『ドラキュラ紀元』を読んだ

 この小説はどれくらいの知名度なんだろうか。

 漫画『ヘルシング』はもちろん、Fateシリーズにも大きな影響を与えているんじゃないかとどうしても勘繰ってしまう。誰もが耳にしたことあるような怪物や偉人が物語狭しと活躍、字の通りまさに活き躍る作品。

 自分は一応はオタクとして生きていると自覚はしていても、各種評論や作家同士の対談など、手軽に読めるものしか目を通せていない。設定集とか、高いからね……作家の座談会とか、全部東京だしね……。

 そのために自分の記憶では、定番の質問やトピック「この作品に影響を与えた作家や作品は?」という事項に対してこの『ドラキュラ紀元』を目にした記憶がないのが不思議に思える。

 それほどまでに、ファンタジー小説として、伝奇小説としての読み味は充実している。

 

 『ドラキュラ紀元』に類する物語作品は今や数多くあるかもしれない。Fate、特にFGOの隆盛以降、恐ろしいことに二次創作でも資料と考察が練られたものであればこれくらいの情報量の作品を目にすることは、2023年現在簡単なことかもしれない。

 でもそれは結局、現在になって書かれた物語であり、この小説の魅力のひとつとしてあるのは、確実に90年代前半に書かれているということが挙げられる。

 物語の構造、そして何より文体が30年近く前に作られたものであると読者に訴えかけながらも、16歳の少女のまま400年近く生きるヴァンパイアの少女と、英国秘密結社の闇を抱えた男という、鮮やかな関係性が映えている。

 

 『ドラキュラ紀元』は紛れもない冒険小説だった。もちろん作者は独自に調査した資料と同志たちと練った考察を読者に伝えるために、物語を作ったのだと思う。

 切り裂きジャックの無惨な犯行は、ヴァンパイアが跋扈する世界にあって現実にも増してグロテスクで、異形が支配するロンドンは退廃を極め陰惨に描かれている。

 そのような環境下にあっても、この小説は読んでいて楽しい。読者の身に馴染む鮮やかさを湛えた登場人物が、陰謀渦巻く殺人事件の真実に近づいていく展開は、次々と気持ちよく物語の続きを読みたくさせる。
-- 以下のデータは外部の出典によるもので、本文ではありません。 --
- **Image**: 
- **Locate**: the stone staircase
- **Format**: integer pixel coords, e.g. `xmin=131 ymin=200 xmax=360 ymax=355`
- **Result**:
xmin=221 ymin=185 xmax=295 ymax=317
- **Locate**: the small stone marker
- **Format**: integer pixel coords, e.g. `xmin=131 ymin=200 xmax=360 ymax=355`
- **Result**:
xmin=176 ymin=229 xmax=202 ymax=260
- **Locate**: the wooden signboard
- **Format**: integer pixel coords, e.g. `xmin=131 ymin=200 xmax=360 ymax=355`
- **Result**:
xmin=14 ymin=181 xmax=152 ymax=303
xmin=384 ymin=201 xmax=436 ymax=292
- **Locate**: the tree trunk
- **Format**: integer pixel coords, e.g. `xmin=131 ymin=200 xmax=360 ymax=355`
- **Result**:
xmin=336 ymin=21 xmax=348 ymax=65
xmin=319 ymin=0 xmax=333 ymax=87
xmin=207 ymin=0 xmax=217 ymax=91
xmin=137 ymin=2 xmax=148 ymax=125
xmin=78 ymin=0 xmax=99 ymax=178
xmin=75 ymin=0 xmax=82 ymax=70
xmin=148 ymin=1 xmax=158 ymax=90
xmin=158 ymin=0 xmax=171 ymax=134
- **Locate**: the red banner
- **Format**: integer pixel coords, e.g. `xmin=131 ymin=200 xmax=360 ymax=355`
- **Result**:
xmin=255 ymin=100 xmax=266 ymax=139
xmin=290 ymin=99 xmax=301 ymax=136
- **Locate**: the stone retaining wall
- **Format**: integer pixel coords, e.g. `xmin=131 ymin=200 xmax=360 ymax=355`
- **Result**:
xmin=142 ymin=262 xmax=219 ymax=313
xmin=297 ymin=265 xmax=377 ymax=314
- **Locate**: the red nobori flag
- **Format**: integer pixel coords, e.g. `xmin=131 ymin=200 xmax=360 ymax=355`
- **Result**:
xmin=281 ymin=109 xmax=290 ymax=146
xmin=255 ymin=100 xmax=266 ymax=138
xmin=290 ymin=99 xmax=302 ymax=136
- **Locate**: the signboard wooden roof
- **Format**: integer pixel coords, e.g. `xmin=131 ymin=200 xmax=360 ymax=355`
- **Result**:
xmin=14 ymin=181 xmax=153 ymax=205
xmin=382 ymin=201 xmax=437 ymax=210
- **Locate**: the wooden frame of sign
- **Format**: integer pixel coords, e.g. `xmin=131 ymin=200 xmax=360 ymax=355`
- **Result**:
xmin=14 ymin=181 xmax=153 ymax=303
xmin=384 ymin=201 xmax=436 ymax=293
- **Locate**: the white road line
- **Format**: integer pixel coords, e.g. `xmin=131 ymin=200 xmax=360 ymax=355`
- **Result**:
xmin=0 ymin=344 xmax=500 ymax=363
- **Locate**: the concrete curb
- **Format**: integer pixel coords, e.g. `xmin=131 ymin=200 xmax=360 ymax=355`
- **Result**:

その欲求に自然と従えば、グロテスクなはずなのに読んでいて爽やかにも思えるほどの冒険を感じることができる。

 

 以下、こんなことを書くと、アナログ主義なのかとか、結果よりプロセス派かよとかいう感じだが。

 30年前に資料と考察を存分に詰め込んだ伝奇を書くとなると、インターネットが発達した現在とは情報のインプット・アウトプットが変わってきて、それにより物語の形成も30年前当時特有になって読み味に現れるということもあるんじゃないかと感じさせる。

 それはある種小説に酔わされたロマンチックな想像かもしれないが、血と霧に酔わされるというのは、『ドラキュラ紀元』に上手く浸ることができた証拠にもなるんじゃないかと、悪い気はしない。